Personal information
- Full name: Mohamed Wael Larbi
- Date of birth: 2 September 1987 (age 38)
- Place of birth: Soliman, Tunisia
- Height: 1.86 m (6 ft 1 in)
- Position: Midfielder

Senior career*
- Years: Team / Apps / (Gls)
- 2009–2010: Compiègne / 27 / (0)
- 2010–2011: Saint-Pryvé Saint-Hilaire / 14 / (1)
- 2011–2013: Luçon / 72 / (13)
- 2013–2017: Gazélec Ajaccio / 76 / (16)
- 2017: Sochaux / 13 / (0)
- 2017–2018: Samsunspor / 1 / (0)
- 2018: Tours / 13 / (0)
- 2018–2019: ES Tunis / 6 / (1)
- 2019–2020: Mumbai City / 14 / (2)
- 2020–2021: SO Cholet / 20 / (4)

International career^{‡}
- 2016–: Tunisia / 4 / (0)

= Mohamed Larbi =

Tunisian footballer (born 1987)

Mohamed Larbi (born 2 September 1987) is a Tunisian professional footballer who plays as a midfielder.

==Career==

===FC Nantes===
Larbi hails from the famous FC Nantes Academy where he played from age 13 to 18. He was featured in the documentary "L'Académie du Foot" alongside Dimitri Payet. Larbi was one of the pillar of the FC Nantes team which reached the finals of the 2004 Montaigu U16 tournament, losing to Karim Benzema's Olympique Lyon team. He signed his first professional contract in 2005, with Espérance Sportive de Tunis, one the leading teams in the Tunisian league.

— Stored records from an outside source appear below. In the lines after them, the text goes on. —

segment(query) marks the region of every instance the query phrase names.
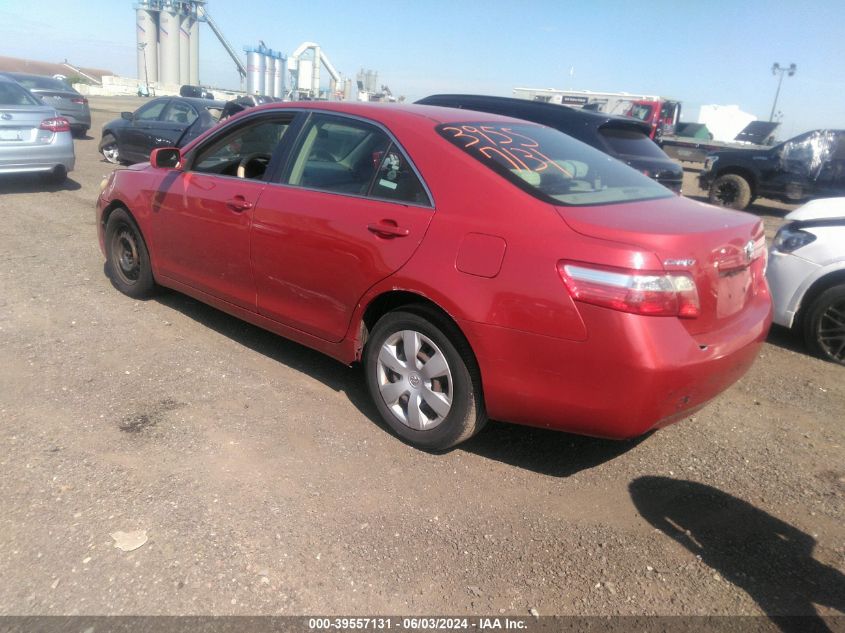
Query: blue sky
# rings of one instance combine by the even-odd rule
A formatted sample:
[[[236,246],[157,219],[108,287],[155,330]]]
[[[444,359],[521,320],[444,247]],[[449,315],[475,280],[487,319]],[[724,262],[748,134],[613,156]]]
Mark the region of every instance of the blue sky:
[[[0,55],[134,76],[132,0],[0,0]],[[434,92],[509,95],[516,86],[661,94],[684,103],[739,105],[768,119],[773,62],[795,63],[778,109],[780,136],[845,128],[845,2],[652,0],[209,0],[241,50],[261,39],[293,51],[318,42],[354,79],[379,72],[410,100]],[[574,68],[574,76],[570,76]],[[201,32],[203,83],[238,86],[234,64]]]

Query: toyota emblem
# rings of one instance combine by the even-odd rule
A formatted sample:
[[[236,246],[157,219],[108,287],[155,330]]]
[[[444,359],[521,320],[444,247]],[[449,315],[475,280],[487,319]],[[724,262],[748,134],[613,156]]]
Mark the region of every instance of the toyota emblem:
[[[11,118],[12,118],[12,115],[9,114],[8,112],[4,112],[3,114],[0,114],[0,119],[3,119],[4,121],[9,121],[9,120],[11,120]]]
[[[745,252],[745,261],[750,262],[751,258],[754,257],[754,241],[748,240],[748,244],[742,250]]]

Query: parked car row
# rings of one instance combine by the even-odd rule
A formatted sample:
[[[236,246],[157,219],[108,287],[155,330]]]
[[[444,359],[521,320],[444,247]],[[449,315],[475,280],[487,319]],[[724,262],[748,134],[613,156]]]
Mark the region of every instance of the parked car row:
[[[845,364],[842,200],[767,251],[759,218],[676,195],[637,122],[474,95],[238,105],[161,97],[103,127],[106,160],[147,163],[98,196],[109,277],[360,363],[414,446],[490,417],[608,438],[686,418],[753,363],[772,295]],[[52,110],[27,138],[55,142],[44,114],[69,139]]]
[[[699,184],[711,204],[739,210],[758,197],[796,203],[845,196],[845,130],[813,130],[770,148],[713,152]]]
[[[70,121],[0,74],[0,174],[45,174],[62,182],[73,170]]]
[[[39,98],[45,105],[52,106],[59,116],[68,120],[74,136],[84,137],[91,127],[91,110],[88,99],[60,79],[32,75],[29,73],[0,73],[18,82]]]

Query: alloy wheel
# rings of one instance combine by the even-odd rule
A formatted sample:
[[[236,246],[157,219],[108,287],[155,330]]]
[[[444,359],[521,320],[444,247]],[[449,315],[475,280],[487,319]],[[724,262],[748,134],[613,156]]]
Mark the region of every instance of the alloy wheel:
[[[833,303],[824,311],[816,338],[825,354],[845,363],[845,301]]]
[[[109,143],[103,147],[103,156],[107,161],[113,164],[120,162],[120,150],[117,149],[117,143]]]
[[[736,185],[730,182],[722,183],[716,189],[716,199],[726,207],[736,202],[738,196]]]

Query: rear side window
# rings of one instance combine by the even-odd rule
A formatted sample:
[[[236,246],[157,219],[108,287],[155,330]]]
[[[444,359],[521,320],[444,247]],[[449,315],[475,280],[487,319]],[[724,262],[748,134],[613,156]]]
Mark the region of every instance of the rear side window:
[[[391,144],[383,156],[379,157],[378,154],[373,156],[375,162],[379,162],[379,158],[381,164],[370,190],[372,197],[431,205],[420,179],[408,159],[395,144]]]
[[[153,101],[142,107],[135,113],[135,121],[158,121],[161,113],[164,111],[164,106],[167,105],[167,100]]]
[[[208,113],[208,116],[211,118],[212,121],[219,121],[220,115],[223,114],[223,108],[218,106],[208,106],[207,108],[203,108],[203,111]],[[204,118],[203,112],[200,112],[200,118]]]
[[[599,135],[615,156],[641,156],[663,160],[667,158],[654,141],[638,130],[602,127],[599,129]]]
[[[73,90],[65,82],[52,77],[16,77],[15,81],[29,90]]]
[[[357,119],[317,114],[301,138],[289,185],[431,206],[407,156],[383,129]]]
[[[552,204],[594,205],[672,197],[638,171],[551,128],[450,123],[447,140],[531,195]]]
[[[373,125],[315,115],[302,132],[288,184],[366,195],[389,146],[387,134]]]
[[[171,101],[170,107],[167,108],[167,114],[164,115],[164,120],[166,123],[190,125],[197,120],[197,113],[187,103]]]

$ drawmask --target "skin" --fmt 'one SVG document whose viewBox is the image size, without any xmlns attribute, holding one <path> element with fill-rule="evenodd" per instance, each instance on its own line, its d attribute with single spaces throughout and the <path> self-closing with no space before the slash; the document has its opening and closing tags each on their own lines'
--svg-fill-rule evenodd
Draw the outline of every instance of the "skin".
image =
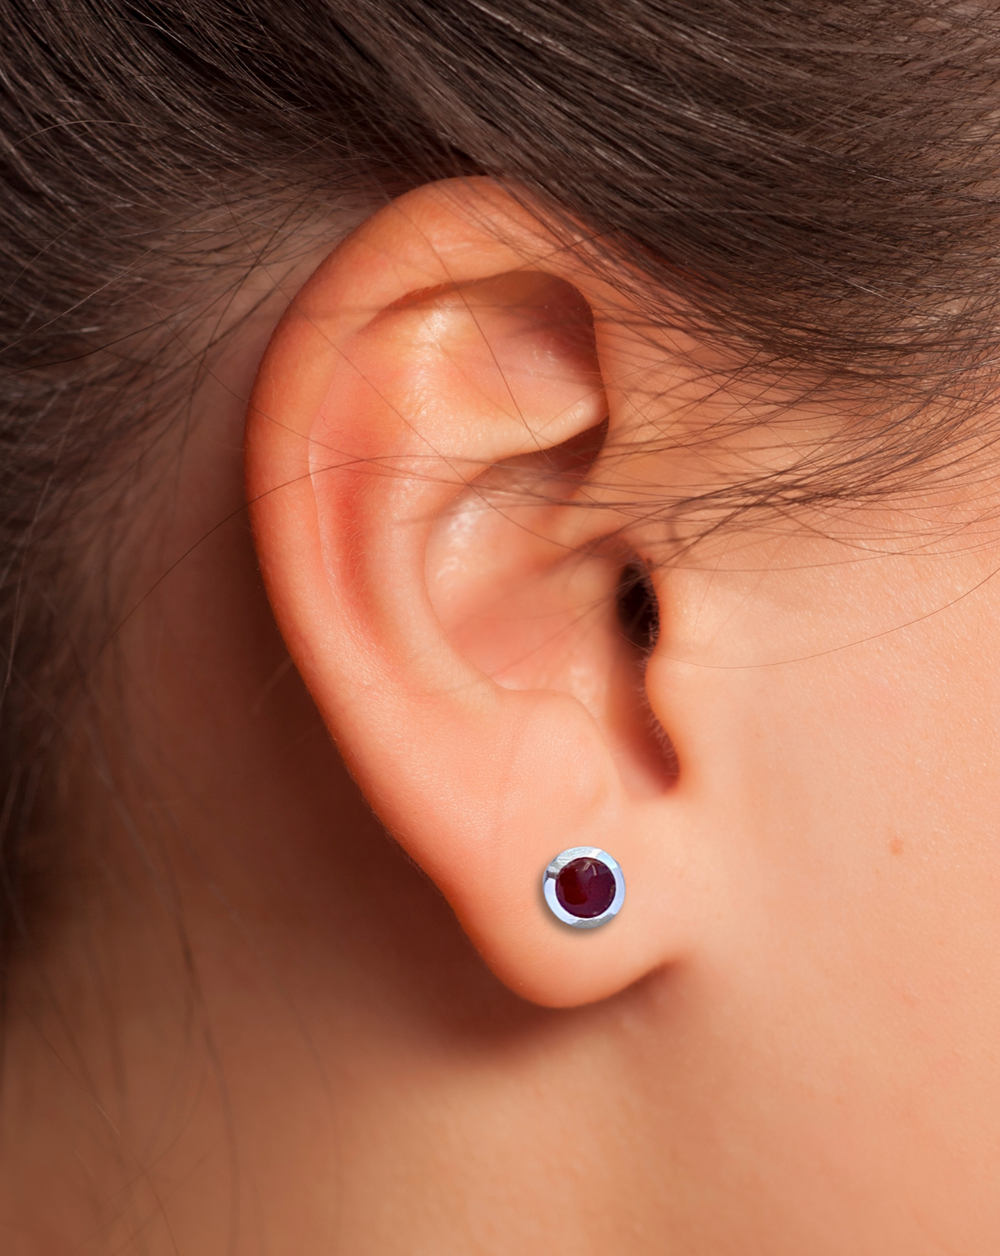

===Etoile Sportive du Sahel, Menton, AFC Compiègne, St-Pryvé St-Hilaire===
After an unsuccessful experience in Tunisia, Larbi decided to return to France to play in the semi-pro divisions with Menton, AFC Compiègne and St-Privé St-Hilaire.

===Luçon VF===
Larbi signed with Luçon in third-tier Championnat National in 2011 on a two-year contract. He played for 1 1/2 seasons, totalling 77 games and 14 goals. He left the team to sign with Gazélec Ajaccio in February 2013.

===GFC Ajaccio===
Larbi joined the team for the 2012–2013 season and went on the help the club earn third spot in the Championnat National which secured a return to Ligue 2. During the 2013–2014 season, GFC Ajaccio again won promotion, this time to Ligue 1, with Larbi scoring nine goals.

Larbi made his debut in Ligue 1 in the 2015-2016 season. In his best season by far, he was named twice in the "L'Équipe type de Ligue 1", the best 11 players designated by the newspaper L'Équipe. He played 34 games amassing 9 goals and 3 assists. He scored twice against Girondins de Bordeaux on 31 October 2015 in a 2–1 win and scored another brace against Olympique Lyonnais on 20 December 2015.

In May 2016, Larbi announced that he would not return to GFC Ajaccio for the 2016–2017 season.

In early November 2016, having only played for five minutes in two matches, he was dismissed by the club after failing to attend a warm-down session after a match on 14 October.

===Mumbai City FC===

Larbi joined Mumbai City FC for the 2019–20 Indian Super League season. He played 11 games amassing 1 goals and 4 assists. In January 2020 he signed contract extension for remainder of the season.

===SO Cholet===
Larbi returned to France with Championnat National side SO Cholet, signing on 31 August 2020.

==International career==
Larbi made his debut for Tunisia against Togo on 27 March 2016. In May 2018 he was named in Tunisia’s preliminary 29 man squad for the 2018 World Cup in Russia.

== Personal life ==
Larbi holds both Tunisian and French nationalities.